Thanks, Nicci! 😀 I really appreciate your thoughts. I’m trying not to feel shame for the evolution of my beliefs and for disappointing those around me.
I’m sorry you’re feeling out of sorts and hope you feel more like yourself soon. Be kind to yourself. I enjoyed the reading Grey years ago but I haven’t seen the movies yet.
Thanks, Jodie! 😀 I know I shouldn’t feel embarrassed about FSoG. I’m really trying not to. I think it’s just my upbringing. I’m glad you enjoyed the books.
Sorry to hear last week was so tough – both mentally and physically. I hope this week is better and has you feeling more like yourself.
Thanks, Tanya! 😀 I really appreciate it!
I hope you feel better soon! I haven’t read any of the Harry Potter books or watched any of the movies. Hope you have a great week!
Thanks, Jamie! 😀 If you enjoy fantasy as your blog name implies, I highly recommend Harry Potter. It’s such a fun story.
Bless you. I hope you start to feel better soon.
Religion is a tough one. I believe in God, but don’t go to Church.
I will be honest and say that I enjoyed The Fifty Shades books. I liked the storyline. The sex stuff was a bit much so I would never watch the films. When I read a book I find it hard to picture what goes on and in this case I would rather it remain that way!
I hope you have a better week this week.
Emily @ Budget Tales Book Blog
Thanks, Emily! 😀 I totally understand what you’re saying about not wanting to see what’s written. I also don’t picture what I read very well. I love movies because they help bring things to life. The sex was excessive in the movies as well. That part was okay, but I enjoyed the actual story of love, change, and redemption.

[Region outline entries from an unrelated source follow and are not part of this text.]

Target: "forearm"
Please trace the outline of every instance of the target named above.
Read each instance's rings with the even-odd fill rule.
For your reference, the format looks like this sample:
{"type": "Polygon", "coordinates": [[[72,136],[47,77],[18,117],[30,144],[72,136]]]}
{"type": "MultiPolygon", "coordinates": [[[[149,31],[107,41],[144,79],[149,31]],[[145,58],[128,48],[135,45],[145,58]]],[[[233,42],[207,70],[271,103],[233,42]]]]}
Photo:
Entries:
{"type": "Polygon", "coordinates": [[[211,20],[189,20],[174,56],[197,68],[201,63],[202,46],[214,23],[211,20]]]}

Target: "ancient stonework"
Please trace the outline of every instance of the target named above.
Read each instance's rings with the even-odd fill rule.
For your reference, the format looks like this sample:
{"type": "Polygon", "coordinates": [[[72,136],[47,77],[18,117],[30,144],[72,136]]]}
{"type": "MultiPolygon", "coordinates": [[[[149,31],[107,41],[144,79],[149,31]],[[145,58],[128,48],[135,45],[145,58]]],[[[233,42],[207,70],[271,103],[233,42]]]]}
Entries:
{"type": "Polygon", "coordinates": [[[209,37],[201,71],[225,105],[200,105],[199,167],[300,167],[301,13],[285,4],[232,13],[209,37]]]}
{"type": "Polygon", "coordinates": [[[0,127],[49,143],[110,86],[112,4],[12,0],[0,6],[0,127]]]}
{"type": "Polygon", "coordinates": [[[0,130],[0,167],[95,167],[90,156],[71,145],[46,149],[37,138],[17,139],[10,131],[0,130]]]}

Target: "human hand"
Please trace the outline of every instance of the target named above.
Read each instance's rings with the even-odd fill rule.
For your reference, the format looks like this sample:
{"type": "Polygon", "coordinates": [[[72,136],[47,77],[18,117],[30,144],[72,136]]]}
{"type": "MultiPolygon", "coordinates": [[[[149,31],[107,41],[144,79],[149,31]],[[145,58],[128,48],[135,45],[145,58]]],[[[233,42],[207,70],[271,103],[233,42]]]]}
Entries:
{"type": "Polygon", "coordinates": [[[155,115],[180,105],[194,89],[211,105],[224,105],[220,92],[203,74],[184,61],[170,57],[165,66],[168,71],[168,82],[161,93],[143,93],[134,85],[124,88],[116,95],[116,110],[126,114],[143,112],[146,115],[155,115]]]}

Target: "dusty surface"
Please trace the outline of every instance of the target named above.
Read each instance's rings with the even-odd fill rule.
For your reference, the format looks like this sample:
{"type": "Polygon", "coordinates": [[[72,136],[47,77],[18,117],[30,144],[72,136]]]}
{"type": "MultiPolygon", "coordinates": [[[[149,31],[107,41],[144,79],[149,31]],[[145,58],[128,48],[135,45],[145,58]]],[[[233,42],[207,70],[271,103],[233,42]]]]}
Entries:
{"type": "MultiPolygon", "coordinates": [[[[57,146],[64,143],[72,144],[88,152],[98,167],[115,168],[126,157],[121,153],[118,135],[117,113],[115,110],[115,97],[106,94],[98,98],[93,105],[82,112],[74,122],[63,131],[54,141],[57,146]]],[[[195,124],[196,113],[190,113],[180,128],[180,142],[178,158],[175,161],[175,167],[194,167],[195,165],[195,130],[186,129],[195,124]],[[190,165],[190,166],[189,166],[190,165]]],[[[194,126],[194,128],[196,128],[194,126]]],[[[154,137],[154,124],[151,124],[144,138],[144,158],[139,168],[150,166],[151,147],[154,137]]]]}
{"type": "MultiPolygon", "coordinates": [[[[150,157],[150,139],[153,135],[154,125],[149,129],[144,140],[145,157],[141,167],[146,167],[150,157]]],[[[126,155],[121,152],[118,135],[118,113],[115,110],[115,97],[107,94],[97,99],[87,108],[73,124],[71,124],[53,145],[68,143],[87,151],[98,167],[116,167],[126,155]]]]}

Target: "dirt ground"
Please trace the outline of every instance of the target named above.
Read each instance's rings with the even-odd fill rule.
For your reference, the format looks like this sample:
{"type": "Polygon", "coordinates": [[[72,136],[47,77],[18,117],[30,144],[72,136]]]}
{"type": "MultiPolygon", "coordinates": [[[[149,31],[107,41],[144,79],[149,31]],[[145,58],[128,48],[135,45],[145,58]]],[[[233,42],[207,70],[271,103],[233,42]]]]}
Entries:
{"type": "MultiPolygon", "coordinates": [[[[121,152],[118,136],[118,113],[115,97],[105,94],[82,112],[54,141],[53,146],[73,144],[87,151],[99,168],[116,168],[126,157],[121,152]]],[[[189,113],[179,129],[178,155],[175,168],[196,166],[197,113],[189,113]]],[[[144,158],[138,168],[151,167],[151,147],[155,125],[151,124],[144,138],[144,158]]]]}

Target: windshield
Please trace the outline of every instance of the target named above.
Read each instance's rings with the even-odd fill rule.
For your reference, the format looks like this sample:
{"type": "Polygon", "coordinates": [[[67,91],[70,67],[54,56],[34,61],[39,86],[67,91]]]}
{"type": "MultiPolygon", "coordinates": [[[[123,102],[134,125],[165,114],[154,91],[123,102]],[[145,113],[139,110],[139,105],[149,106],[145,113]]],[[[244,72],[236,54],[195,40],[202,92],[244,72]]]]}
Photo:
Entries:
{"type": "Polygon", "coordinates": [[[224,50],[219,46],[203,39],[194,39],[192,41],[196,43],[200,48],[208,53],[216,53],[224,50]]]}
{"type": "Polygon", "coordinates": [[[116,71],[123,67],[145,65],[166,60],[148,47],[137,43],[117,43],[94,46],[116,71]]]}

Sorry to hear you had a tough week – hope this one is already better! And it’s definitely ok to take a break from blogging and commenting sometimes, take all the time you need! I also watched the Crawdads movie last week and really enjoyed it. I still need to finish watching the 50 shades movies, I only watched the first one.
Thanks, Lindsey! 😀 The Crawdads movie is so good. I’m excited to read the book at some point. I think I just need to be in the mood for it. I’m much more amenable to movies than I am to books, lol. If you do watch the other two movies in FSoG, I hope you like them.